To Catch a Killer(66)
“Hey, Journey. Hi, Erin.” The greeting is repeated at least ten times, from people I know but have never spoken to. I even score a snack pack of Mini Oreos. How cool is that?
The topper comes when a girl with a camera asks us to pose for a photo in front of the flagpole. “It’s for the yearbook,” she says.
Journey’s all like, “Of course.”
Meanwhile, I’m worried that we’re barely ten feet from Principal Roberts’s office window. His blinds are closed now, but I know what a dedicated spy he is. And, while I fully expect something to come along and ruin this amazing moment, I don’t want it to be Rachel overreacting to a tip from Principal Roberts.
32
The leading cause of wrongful convictions in our country is eyewitness IDs that are wrong.
—VICTOR FLEMMING
The memory of my morning classes is a vague fog compared with the memory of Journey’s kiss and the worry on his face. On the other side of my brain is all the evidence stacking up against Chief Culson. There must be a way that these pieces fit together.
Tomorrow marks two weeks since the horror of Miss Peters’s murder, and the weird suspicion about us being the ones who killed her has nearly died down. Spam and Lysa and Journey and I have fallen into a lunch routine, meeting up at the secluded table behind the building. And even though my best friends are really polite to Journey these days, I sense there’s still a little bit of he and I on one side and them on the other.
Today, we sit at our usual table unwrapping our lunches. No one is really talking when, all of a sudden, there’s a cell-phone sound. It’s not a cute ringtone but a loud vibration. In unison, Journey and Lysa pull out their phones to check. I shrug. “Not me.”
“Me, either,” Journey says, stuffing his phone back in his pocket.
“Me, either,” comments Lysa, returning her phone to her purse.
Spam’s phone was already lying on the table facedown. She lifts it, looks, shrugs, and keeps eating.
The phone not only continues to buzz, but it also starts to ping. Journey, Lysa, and I look around, trying to figure out where it’s coming from.
Spam stands up. She’s wearing a pair of bright red Wellington rain boots that match her T-shirt. She props her foot up on the bench and digs deep into the boot.
“It’s just my ankle phone,” she says.
“Since when do you have an ankle phone?”
She pulls out a smaller phone with a slide-out keyboard, sits down, and starts reading the messages. “I set up a little gossip hotline,” she says. I notice she’s not making eye contact. “I wanted to keep it separate, so I sent it to a different phone.”
“Gossip hotline?” I can’t hide the surprise in my reaction.
She shrugs. “Well, we completely stopped getting Cheater Check requests after the thing with Miss P, and I had some time, so I figured I would start a little schoolwide TMZ.”
“I love gossip,” Lysa says, squirming in her seat. “What are they saying?”
Spam flips through a couple of screens with her thumb, tilting her head right and then left at each one. “Yep. Thought so,” she says. Finally, she turns the phone around to show us. “It’s all still about you two.” The photo is a shot of Journey and me from this morning, in front of the flagpole, with our arms around each other.
Journey and I exchange a look. I turn a little pink, because my first actual boyfriend—I guess I can call him my boyfriend now—happens to be the boyfriend that every girl wants. Was it my imagination, or is there a bit of bitterness in Spam’s voice?
Just this morning, Journey kissed me for the first time, and my best friends still don’t know. On a normal day, we would have spent the entire lunch—and a full day’s worth of text messaging—dissecting every detail of that one kiss. Obviously, we can’t do that with him here. But even if he wasn’t here, I’m not sure Spam would be on board with my new romance.
Spam shakes her head and gives me a little eye roll. There’s no way she knows what I’m thinking, but her reaction makes me wonder if I’m putting out the wrong vibe.

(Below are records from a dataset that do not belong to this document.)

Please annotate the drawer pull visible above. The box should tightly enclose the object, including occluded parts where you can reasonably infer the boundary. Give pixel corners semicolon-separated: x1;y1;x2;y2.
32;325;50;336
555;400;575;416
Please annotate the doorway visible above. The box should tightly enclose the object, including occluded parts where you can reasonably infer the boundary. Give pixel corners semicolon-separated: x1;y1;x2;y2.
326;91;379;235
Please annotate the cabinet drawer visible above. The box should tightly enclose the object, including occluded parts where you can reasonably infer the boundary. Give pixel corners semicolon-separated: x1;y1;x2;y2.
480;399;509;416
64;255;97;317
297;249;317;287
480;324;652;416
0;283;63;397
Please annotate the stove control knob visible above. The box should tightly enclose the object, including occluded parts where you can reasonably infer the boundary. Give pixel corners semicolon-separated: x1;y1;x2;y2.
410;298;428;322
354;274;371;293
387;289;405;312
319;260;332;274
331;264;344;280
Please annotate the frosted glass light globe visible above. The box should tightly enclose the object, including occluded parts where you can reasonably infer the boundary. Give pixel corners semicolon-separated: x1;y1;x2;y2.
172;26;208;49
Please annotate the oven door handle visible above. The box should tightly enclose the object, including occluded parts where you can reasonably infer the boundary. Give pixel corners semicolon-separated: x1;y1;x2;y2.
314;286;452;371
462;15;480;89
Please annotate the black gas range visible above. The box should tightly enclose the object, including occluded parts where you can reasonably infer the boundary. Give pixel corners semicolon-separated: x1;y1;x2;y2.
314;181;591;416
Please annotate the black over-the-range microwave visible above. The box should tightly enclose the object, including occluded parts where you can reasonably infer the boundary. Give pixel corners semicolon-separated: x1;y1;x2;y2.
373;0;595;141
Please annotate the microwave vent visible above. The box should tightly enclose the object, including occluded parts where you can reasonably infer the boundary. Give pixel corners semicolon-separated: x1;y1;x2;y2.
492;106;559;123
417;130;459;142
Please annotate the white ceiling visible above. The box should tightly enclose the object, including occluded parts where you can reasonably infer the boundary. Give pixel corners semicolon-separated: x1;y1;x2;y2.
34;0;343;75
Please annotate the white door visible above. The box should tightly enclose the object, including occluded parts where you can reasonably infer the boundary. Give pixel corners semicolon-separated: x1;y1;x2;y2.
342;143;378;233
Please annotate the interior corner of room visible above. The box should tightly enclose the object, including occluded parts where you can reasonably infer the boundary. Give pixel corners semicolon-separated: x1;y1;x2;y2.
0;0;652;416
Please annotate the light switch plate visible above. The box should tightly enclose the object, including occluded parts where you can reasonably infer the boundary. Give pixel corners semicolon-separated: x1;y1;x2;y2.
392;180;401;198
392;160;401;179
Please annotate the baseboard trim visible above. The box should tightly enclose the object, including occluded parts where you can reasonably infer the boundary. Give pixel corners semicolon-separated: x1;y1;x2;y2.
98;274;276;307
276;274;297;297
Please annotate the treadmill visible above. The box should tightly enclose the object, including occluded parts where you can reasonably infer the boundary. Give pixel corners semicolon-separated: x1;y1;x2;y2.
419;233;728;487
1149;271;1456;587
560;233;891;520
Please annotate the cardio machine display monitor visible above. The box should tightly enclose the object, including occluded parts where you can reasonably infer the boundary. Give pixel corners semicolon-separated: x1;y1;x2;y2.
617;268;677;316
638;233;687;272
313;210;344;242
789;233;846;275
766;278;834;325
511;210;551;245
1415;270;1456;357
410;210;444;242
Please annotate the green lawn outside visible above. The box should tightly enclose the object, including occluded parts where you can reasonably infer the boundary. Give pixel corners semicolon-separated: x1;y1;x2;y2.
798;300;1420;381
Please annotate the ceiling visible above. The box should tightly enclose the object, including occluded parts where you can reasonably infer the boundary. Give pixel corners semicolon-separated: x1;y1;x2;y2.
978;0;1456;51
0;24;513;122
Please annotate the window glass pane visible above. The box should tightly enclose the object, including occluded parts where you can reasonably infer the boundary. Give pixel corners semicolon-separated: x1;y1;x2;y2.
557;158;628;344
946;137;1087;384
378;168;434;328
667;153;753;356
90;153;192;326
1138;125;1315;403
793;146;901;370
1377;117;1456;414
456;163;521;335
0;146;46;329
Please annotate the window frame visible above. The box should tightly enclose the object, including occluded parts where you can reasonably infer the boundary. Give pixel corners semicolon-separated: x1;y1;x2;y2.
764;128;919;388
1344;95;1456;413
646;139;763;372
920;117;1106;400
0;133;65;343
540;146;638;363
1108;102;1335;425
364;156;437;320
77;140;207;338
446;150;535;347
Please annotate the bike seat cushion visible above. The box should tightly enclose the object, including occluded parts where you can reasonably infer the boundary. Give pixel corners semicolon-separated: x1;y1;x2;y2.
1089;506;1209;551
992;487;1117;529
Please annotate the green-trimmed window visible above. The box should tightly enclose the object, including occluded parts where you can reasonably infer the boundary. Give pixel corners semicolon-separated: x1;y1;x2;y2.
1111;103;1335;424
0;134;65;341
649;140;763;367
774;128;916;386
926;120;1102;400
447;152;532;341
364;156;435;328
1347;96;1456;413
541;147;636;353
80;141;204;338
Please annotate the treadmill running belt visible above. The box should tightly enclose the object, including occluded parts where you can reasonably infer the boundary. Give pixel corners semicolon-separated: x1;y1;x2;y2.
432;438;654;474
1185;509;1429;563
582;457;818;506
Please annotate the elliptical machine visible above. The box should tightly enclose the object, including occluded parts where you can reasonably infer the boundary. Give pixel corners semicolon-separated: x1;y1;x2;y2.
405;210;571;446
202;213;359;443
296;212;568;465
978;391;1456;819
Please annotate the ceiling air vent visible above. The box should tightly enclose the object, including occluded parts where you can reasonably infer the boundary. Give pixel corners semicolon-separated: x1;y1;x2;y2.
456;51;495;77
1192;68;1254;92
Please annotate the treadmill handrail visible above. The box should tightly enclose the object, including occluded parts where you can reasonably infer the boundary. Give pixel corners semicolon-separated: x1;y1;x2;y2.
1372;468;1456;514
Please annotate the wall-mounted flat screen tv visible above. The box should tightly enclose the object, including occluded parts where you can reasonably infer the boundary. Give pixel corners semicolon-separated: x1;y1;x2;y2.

“What’s with the silly smirk?” she asks.
I shrug. What does she want me to say? My cheeks turn warm and my grin stretches from ear to ear.
Spam scowls. “You look like one of those creepy Disney princesses who’s about to start singing to birds.” Not only is Spam’s tone mean, but she flutters her hands under her chin in an extra mocking gesture.
Ouch. I blink back the hurt. “Geez, Spam.”
Lysa, who normally stays pretty neutral, jumps to her defense. “Maybe she’s waiting for you to tell us what you found out about the fingerprint scans. I know I’m dying to know. Journey, aren’t you dying to know? You did run them, right?”
I glance at Journey. There’s an uncomfortable hesitation. He’s torn. I know he wants to support me, but he also wants to know what’s going on. “Erin says she’ll tell us when she’s ready.”
“And there’s the problem,” Spam says. I don’t have to wonder this time; there is a definite sting to her voice. “We’re not a team if we have to wait until she’s ready to tell us what she’s found.”
“Spam, I always tell you eventually.”